Money in friendship changes it, but I could see where she dooesn’t want you cleaning after her without some compensation, so if she insists, then take the money and go by her a new house warming present. This way you still get to do your good deed. 8-P
My friends always tell me I’m a toot when I do this kind of thing, but I like to give, not to recieve, but I know that it is selfish not to let them give some too. LOL
Actually, guys, it’s very possible that this woman feels called upon to try to bless you a little bit. It can be a great lesson in life to learn how to gratefully and gracefully receive help, as well as to generously give it. I have a friend who, if I quibble when she does something for me, she says “Would you deny me the blessing?” Well. No, I don’t want to deny her the blessing. Maybe you don’t really want to do that, either.Consider it from her angle, perhaps.
I think it can go both ways. I would in a heartbeat clean my friend’s house for free! But, my friend of many yrs has also paid me for things too. Such as, I always pass our clothes, toys, and books down to her. And have given her lots of things over the years. I LOVE to give, and we have been blessed by others too. While I have felt uneasy about this, she assures me that if I did not give her these things that I would have sold them for a profit. It has only been a couple of times w/ her doing this. And once it was a gift card to Chickfila! Also, she has taken me out to lunch as a thank you.
If you are very close, like my friend, then it makes her heart happy to be able to repay you for your kindness. True, we shouldn’t “take” payments for being kind. But look at it from her perspective too. She sees that you have been lacking in the financial dept.,so this is her way of “giving” to you! You will be blessed and she will be blessed by your help and by blessing you!

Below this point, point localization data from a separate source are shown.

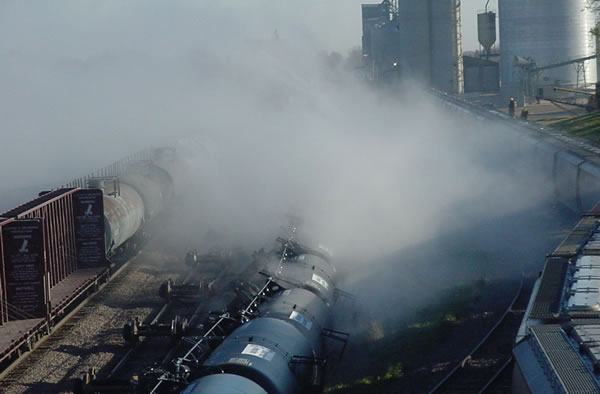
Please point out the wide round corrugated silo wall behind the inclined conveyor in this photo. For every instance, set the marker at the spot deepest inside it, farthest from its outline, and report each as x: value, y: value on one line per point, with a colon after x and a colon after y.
x: 549, y: 31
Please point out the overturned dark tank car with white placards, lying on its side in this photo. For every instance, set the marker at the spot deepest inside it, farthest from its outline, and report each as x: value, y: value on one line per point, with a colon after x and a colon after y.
x: 279, y: 341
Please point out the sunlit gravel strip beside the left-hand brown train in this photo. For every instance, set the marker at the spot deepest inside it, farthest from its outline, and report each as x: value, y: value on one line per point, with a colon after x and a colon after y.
x: 95, y: 340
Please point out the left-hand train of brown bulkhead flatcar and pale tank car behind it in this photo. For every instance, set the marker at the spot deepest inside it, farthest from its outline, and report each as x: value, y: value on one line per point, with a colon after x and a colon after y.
x: 68, y: 235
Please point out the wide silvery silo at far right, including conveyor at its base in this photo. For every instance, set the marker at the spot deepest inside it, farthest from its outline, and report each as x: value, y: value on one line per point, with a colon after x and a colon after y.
x: 545, y: 43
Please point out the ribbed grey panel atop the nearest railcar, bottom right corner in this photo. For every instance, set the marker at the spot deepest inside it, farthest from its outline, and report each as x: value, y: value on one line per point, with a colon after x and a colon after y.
x: 570, y: 369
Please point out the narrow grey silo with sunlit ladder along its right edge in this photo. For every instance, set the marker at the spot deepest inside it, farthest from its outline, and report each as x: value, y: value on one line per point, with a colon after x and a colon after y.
x: 446, y: 45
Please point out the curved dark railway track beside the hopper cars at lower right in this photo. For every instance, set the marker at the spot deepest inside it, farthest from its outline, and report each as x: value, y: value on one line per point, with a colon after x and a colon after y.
x: 486, y: 369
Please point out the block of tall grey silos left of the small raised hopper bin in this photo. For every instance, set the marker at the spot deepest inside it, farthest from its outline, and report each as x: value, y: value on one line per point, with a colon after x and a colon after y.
x: 418, y: 39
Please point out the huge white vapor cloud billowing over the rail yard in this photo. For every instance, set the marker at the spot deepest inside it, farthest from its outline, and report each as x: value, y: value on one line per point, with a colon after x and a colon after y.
x: 269, y: 123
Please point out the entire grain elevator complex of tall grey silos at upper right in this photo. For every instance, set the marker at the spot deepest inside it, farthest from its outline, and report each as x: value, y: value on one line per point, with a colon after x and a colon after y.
x: 543, y: 44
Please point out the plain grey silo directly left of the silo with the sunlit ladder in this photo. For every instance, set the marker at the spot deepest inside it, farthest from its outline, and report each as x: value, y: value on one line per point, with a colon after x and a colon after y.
x: 415, y: 45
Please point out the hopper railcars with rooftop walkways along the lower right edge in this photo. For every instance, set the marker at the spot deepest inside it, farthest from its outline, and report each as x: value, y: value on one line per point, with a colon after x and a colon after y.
x: 556, y: 346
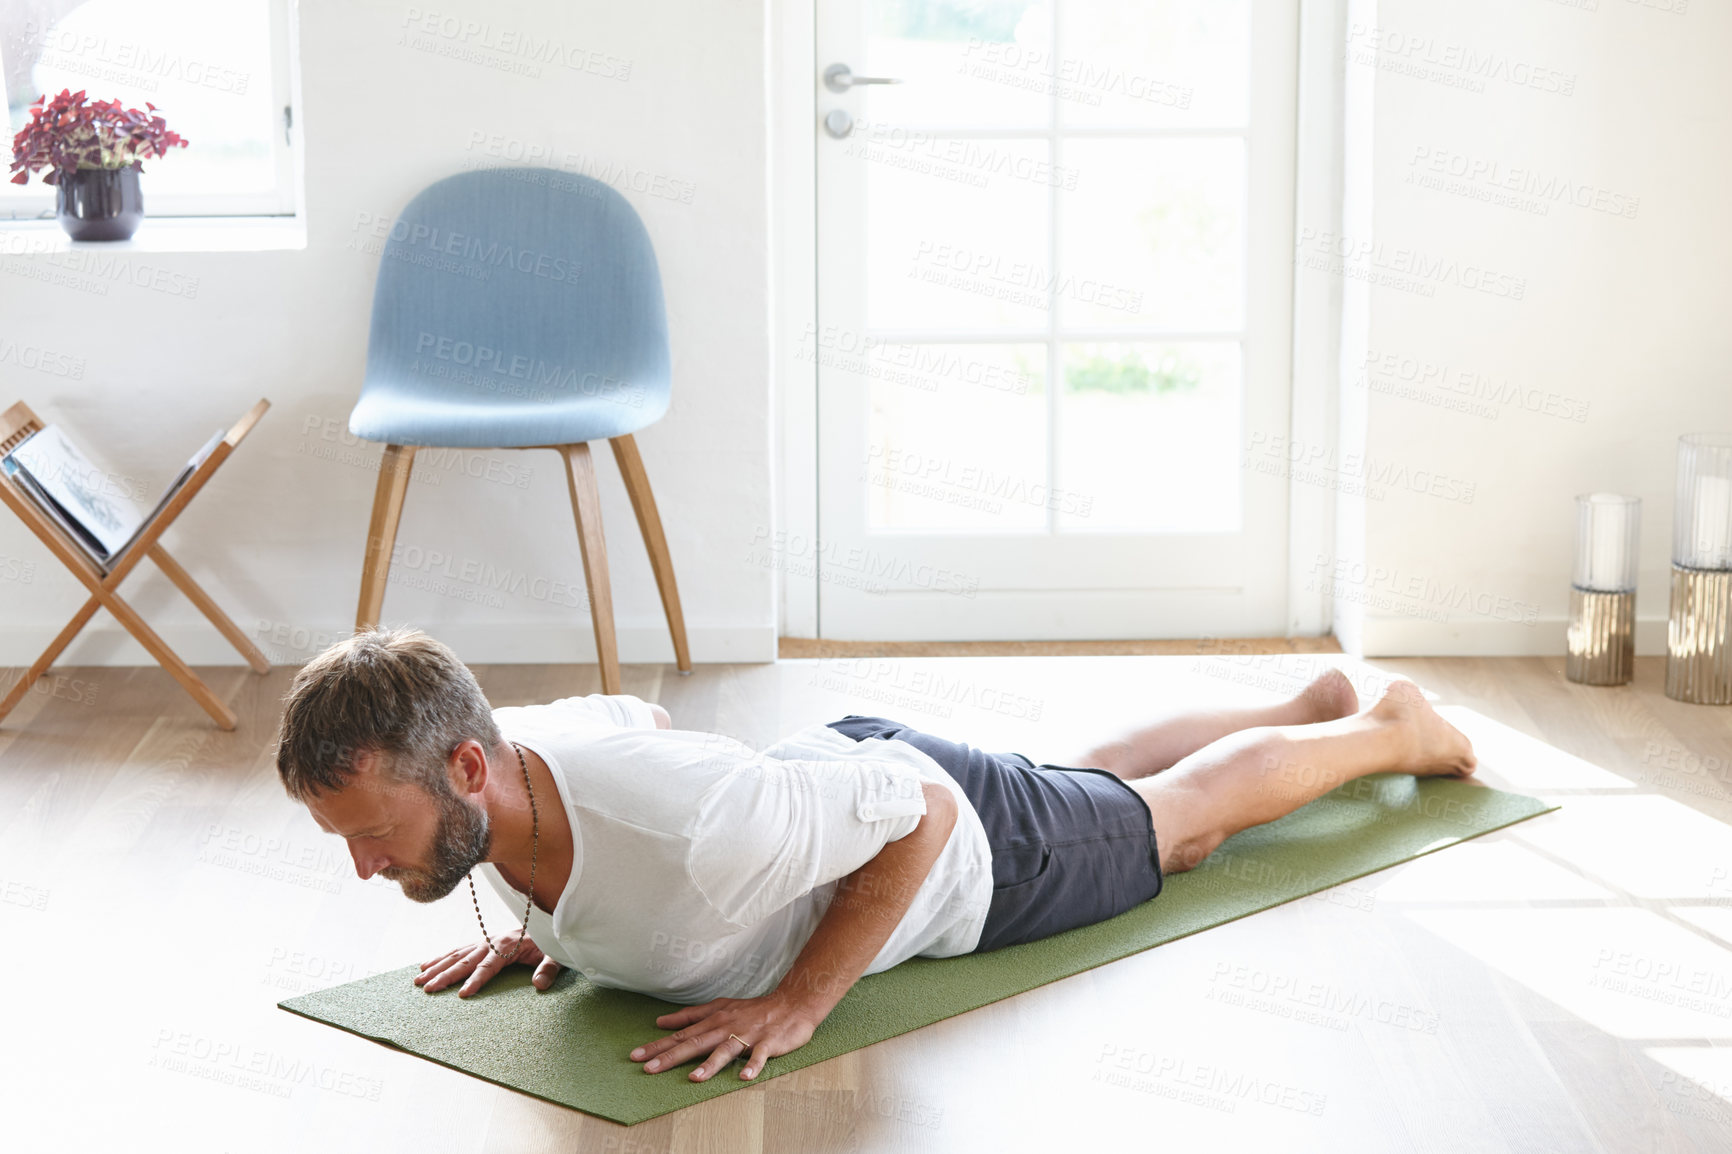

This may be a blessing from God to you and your family.
Agree with bookworm, just said better than I could have.
I think it’s ok to let your friends help you out if you need it…. and it’s also ok when it’s more than just a favor – like for the friend you’re watching the child for once a week – that’s MORE than just a favor and that’s why she wants to pay you. She wants to make sure that you’re going to be reliable and not back out mid-way through the year. And that’s OK!!! Accept the money graciously. The friend you’re cleaning the house for once… well, that IS a favor, but it is also something that maybe she was planning on paying someone else MORE to do, so you’re STILL doing her a favor by doing it for $12 an hour – it’s HARD to find cleaning help for that. We like to help people out and we’re blessed to be in the position to do so right now, but there have also been times when people have helped us out BY babysitting for free – when we were a new married couple or our next door neighbor who just cut some wood for me for a closet shelf that we didn’t have the saw to cut. I didn’t offer to pay them because I don’t want them to feel obligated to pay me if they ever need a favor, but again, watching a child once a week is NOT a favor – that’s a parttime job – whatever she’s giving you is probably much less than what she would have to pay if she were putting her child in daycare and her child is in MUCH better hands. Let people bless you! Especially if you NEED it!
Thanks for the advice, everyone. In the end, I did accept the money. More because she was really insisting, and it had gotten to the point that I think I was just being rude by refusing. In the end, I can come to terms with this. For me though, I have personally been convicted by God to not accept money for child care, since I was put into many unsafe child care situations when I was younger where I had to pay the price dearly. So for me, that would be something I would be unable to budge on, but I decided in the end, that house cleaning just wasn’t one of those issues for me. I’d love to help for free, but can definitely see how she’s wanting to bless me too by paying.